We'll try to optimize the n_estimators parameter first.  For two reasons:

  1. Finding a good mix between speed and accuracy here will make it easier to tune subsequent parameters.
  2. It's the most straightforward to decide upper and lower bounds for.  Other ones (like, say, max_depth) require a little work to figure the potential range to search in.

Okay!  So, let's put our lower limit as 32 and our upper limit as 128, because I read in a StackOverflow post that there's a paper that says to search within that range.

n_estimators = bgs.compareValsBaseCase(
    X, 
    y, 
    getForestAccuracy,        
    rfArgs, 
    "n_estimators", 
    0, 
    18, 
    128
)

bgs.showTimeScoreChartAndGraph(n_estimators)

Plotting score, time, and the ratio between them - we're not just optimizing for the best score right now, we're looking for tipping points that give us good tradeoffs.  Scores and times are normalized for a more-meaningful ratio between them.

Plotting score, time and ratio
Plotting score, time and ratio
n_estimators score time scoreTimeRatio
0 32 1.073532 0.002459 1.000000
1 128 1.867858 1.002459 0.000000
2 80 2.052255 0.440060 0.006443
3 56 1.605447 0.075185 0.044843
4 68 1.910411 0.107187 0.036721
5 74 2.066440 0.377136 0.008320
6 77 2.066440 0.388378 0.007955
7 75 2.073532 0.457481 0.006141
n_estimators score time
0 32 0.988663 0.180521
1 128 0.989403 0.587113
2 80 0.989575 0.358446
3 56 0.989159 0.210091
4 68 0.989443 0.223102
5 74 0.989588 0.332861
6 77 0.989588 0.337432
7 75 0.989595 0.365529

Hrm, looks like the score starts getting somewhere interesting around 68, and time starts shooting up at about 80.  Let's do another with those as our bounds!

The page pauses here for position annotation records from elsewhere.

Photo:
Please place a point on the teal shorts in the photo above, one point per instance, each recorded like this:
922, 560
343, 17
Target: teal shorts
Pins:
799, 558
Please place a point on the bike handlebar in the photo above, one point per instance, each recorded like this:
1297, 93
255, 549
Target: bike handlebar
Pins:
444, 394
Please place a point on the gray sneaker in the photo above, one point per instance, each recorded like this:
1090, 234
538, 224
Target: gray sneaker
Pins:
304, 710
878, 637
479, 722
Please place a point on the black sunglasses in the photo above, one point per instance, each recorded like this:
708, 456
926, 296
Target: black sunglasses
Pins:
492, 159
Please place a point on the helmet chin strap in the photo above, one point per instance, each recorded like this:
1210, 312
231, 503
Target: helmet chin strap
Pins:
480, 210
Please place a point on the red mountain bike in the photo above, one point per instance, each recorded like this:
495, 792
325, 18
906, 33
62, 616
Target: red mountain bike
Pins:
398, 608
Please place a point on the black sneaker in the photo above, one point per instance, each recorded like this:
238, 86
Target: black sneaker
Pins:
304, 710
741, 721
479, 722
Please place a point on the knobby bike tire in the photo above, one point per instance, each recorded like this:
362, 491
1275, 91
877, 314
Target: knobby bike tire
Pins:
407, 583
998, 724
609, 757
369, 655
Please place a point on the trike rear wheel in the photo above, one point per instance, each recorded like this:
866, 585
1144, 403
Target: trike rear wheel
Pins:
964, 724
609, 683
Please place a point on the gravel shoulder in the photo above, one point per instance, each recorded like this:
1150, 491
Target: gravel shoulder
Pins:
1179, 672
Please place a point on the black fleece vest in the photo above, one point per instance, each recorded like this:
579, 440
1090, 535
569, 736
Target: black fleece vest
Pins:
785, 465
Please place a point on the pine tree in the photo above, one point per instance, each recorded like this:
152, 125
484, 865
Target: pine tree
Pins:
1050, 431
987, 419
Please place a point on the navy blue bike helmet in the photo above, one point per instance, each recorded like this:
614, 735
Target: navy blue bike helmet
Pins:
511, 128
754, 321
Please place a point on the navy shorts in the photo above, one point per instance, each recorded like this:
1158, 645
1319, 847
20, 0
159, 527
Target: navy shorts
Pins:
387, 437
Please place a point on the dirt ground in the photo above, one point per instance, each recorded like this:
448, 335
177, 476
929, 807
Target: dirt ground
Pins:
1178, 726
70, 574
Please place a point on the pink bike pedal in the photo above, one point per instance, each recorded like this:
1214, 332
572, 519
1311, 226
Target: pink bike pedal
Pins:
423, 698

n_estimators = bgs.compareValsBaseCase(
    X, 
    y, 
    getForestAccuracy,        
    rfArgs, 
    "n_estimators", 
    0, 
    68, 
    80
)

bgs.showTimeScoreChartAndGraph(n_estimators)
Updated bounds
Updated bounds
n_estimators score time scoreTimeRatio
0 68 6.390333 0.333407 0.135692
1 80 7.223667 1.064343 0.000000
2 74 7.307000 0.404471 0.123622
3 71 6.307000 0.064343 1.000000
4 72 6.390333 0.175190 0.325419
n_estimators score time
0 68 0.989443 0.344220
1 80 0.989575 0.355580
2 74 0.989588 0.345324
3 71 0.989430 0.340038
4 72 0.989443 0.341761

71 looks like our winner!  Or close enough for our purposes while we then go optimize other things.  And we only had to train our model 13 times - as opposed to the 96 we would have with a brute-force grid search.

Hopefully this will become a series on using this to tune other RF hyperparameters - other ones have some interesting quirks that I'd like to expound upon.  Or you could just look at the GitHub repo for spoilers.  Or both!